Dr. Marshall argues diversity is crucial at all stages of the development cycle, which is why “Black and brown people should be employed as designers and developers of data and AI systems, not just as testers and consumers of the end product.” By adding different voices to technology teams, and giving them the space to challenge assumptions, companies can increase the benefits of AI while reducing potential harms before a product is deployed.
2. Blueprints for Data Products
Speaking of harms, Dr. Marshall also recommends companies use blueprints for organizing data products and the associated risks and benefits. Especially in the cases where single decision points can have a huge impact on someone (such as in the previous examples of racist AI), it is important to think through harms before a product goes out the door.
The process of completing a blueprint (or standard) for Responsible AI can act as a measure to ensure developers “stop and think at the computing level” about the products they are building. Blueprints support a socio-technical mindset that bridges real world impacts with data-driven decision making and in the long term also serve as points for accountability when unintended consequences arise.
3. Transparency
Finally, transparency is an important factor in Dr. Marshall’s approach to less racist AI. Whether they are working on new or existing products, data practitioners should be measuring the differing impacts of their work. The simplest way to get started is by visualizing how input data varies across key social groups — such as race, gender, education levels, or even zip code — to assess any underlying disparities before moving forward with a project.
Making the analysis available and a part of regular review during sign-off processes is a core part of ensuring visibility across the development pipeline. The concept of transparency goes all the way to the consumer level as well: It is important for businesses to be clear when they are using AI systems to make decisions about an end user.

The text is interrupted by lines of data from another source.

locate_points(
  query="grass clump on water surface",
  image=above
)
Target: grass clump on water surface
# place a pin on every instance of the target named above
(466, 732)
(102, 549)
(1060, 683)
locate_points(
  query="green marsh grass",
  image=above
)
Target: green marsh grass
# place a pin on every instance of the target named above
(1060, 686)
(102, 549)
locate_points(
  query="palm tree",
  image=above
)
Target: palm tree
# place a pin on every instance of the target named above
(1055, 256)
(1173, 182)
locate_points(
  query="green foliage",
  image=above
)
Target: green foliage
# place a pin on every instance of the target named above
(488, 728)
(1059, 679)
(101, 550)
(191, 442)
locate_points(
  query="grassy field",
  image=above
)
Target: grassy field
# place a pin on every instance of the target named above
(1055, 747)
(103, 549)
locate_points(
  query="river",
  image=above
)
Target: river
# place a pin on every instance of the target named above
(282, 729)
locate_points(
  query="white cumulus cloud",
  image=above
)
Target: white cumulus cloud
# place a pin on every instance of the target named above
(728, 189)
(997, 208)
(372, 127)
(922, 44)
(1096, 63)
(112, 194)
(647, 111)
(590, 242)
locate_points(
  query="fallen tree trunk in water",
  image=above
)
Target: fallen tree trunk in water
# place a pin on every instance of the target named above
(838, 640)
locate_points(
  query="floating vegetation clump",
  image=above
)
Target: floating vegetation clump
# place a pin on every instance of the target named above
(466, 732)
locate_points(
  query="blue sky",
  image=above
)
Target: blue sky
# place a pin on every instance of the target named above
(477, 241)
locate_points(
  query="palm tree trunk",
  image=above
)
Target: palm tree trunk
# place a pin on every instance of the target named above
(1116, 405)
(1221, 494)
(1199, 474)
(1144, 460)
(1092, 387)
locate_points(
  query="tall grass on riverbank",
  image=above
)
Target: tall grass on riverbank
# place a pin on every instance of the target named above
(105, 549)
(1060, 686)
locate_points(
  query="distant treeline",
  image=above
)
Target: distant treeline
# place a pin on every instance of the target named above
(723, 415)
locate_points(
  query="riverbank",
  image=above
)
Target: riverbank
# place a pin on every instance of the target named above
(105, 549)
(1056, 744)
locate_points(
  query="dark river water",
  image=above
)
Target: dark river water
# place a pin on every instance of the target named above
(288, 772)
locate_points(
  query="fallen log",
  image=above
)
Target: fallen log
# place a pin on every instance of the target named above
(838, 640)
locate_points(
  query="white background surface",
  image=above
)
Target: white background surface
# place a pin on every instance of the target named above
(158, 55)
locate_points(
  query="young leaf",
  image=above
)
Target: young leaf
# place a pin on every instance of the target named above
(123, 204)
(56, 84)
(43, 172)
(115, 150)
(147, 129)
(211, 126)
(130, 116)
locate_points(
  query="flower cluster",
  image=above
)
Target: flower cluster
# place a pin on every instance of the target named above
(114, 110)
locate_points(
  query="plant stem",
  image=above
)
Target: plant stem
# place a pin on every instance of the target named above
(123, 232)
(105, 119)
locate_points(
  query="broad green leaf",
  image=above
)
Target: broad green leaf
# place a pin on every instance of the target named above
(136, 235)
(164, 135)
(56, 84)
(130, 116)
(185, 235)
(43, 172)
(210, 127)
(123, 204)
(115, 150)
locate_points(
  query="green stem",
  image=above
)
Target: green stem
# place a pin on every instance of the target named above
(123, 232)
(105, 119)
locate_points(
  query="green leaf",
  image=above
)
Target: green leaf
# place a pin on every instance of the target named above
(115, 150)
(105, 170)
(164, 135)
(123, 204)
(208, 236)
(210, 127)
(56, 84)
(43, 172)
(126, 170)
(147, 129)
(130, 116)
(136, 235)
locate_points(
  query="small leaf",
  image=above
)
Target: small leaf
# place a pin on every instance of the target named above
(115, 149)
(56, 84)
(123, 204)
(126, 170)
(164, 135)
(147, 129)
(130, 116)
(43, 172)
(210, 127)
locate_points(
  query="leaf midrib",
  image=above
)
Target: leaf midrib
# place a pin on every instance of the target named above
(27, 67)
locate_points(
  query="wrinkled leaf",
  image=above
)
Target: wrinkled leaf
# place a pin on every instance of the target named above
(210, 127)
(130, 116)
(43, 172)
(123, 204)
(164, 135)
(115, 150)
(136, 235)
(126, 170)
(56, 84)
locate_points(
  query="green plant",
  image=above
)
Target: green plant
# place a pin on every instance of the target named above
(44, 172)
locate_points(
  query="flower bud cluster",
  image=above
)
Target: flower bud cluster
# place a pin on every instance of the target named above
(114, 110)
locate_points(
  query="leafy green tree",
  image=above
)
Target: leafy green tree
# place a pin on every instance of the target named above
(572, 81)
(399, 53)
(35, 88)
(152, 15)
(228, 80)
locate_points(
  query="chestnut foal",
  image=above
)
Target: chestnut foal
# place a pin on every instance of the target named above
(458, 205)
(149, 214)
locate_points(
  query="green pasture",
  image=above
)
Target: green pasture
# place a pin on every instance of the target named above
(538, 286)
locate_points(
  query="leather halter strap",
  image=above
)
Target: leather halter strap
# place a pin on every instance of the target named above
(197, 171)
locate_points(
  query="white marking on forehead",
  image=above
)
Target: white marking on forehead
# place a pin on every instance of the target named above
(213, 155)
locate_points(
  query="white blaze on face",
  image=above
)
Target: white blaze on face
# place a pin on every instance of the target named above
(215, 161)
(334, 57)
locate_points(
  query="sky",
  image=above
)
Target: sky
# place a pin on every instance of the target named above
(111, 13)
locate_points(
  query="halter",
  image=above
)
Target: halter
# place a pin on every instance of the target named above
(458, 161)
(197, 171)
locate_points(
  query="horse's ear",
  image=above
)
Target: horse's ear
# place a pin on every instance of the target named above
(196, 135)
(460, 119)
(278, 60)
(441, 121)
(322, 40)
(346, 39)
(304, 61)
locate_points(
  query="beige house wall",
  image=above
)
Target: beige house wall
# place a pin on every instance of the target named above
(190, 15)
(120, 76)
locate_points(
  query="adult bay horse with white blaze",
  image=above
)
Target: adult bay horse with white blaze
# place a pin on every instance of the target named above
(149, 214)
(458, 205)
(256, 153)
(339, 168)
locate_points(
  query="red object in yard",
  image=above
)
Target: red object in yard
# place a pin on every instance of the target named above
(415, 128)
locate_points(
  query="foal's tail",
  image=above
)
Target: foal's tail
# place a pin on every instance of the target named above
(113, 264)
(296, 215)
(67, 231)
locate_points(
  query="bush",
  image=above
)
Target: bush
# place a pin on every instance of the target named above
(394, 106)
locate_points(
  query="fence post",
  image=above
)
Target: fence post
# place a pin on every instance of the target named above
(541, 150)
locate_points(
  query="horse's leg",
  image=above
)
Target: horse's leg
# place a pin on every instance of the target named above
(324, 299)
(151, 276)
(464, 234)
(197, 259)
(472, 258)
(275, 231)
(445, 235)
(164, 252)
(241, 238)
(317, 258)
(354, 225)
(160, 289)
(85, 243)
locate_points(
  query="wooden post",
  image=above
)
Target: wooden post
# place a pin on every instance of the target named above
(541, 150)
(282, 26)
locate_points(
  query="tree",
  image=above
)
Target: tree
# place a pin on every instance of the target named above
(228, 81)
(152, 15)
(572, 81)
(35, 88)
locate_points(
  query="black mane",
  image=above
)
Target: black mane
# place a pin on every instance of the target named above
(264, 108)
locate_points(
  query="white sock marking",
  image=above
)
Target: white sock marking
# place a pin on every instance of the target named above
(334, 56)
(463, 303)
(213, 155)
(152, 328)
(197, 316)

It is important for us to acknowledge the limitations and potential harm of AI, yet we should also recognize that there are real and actionable solutions and ways to make AI more equitable and inclusive. And hopefully, with this article, you have some actionable ideas to implement — remember: collaboration, governance, and explainability. It’s an exciting time to see developments in the field of Responsible AI and AI Governance and how they are crucial for creating better outcomes and reducing the potential for bias and discrimination in AI systems. Moreover, the continued efforts of leaders like Dr. Marshall to raise awareness of potential failings in AI can ensure the future of AI is fair, just, and inclusive.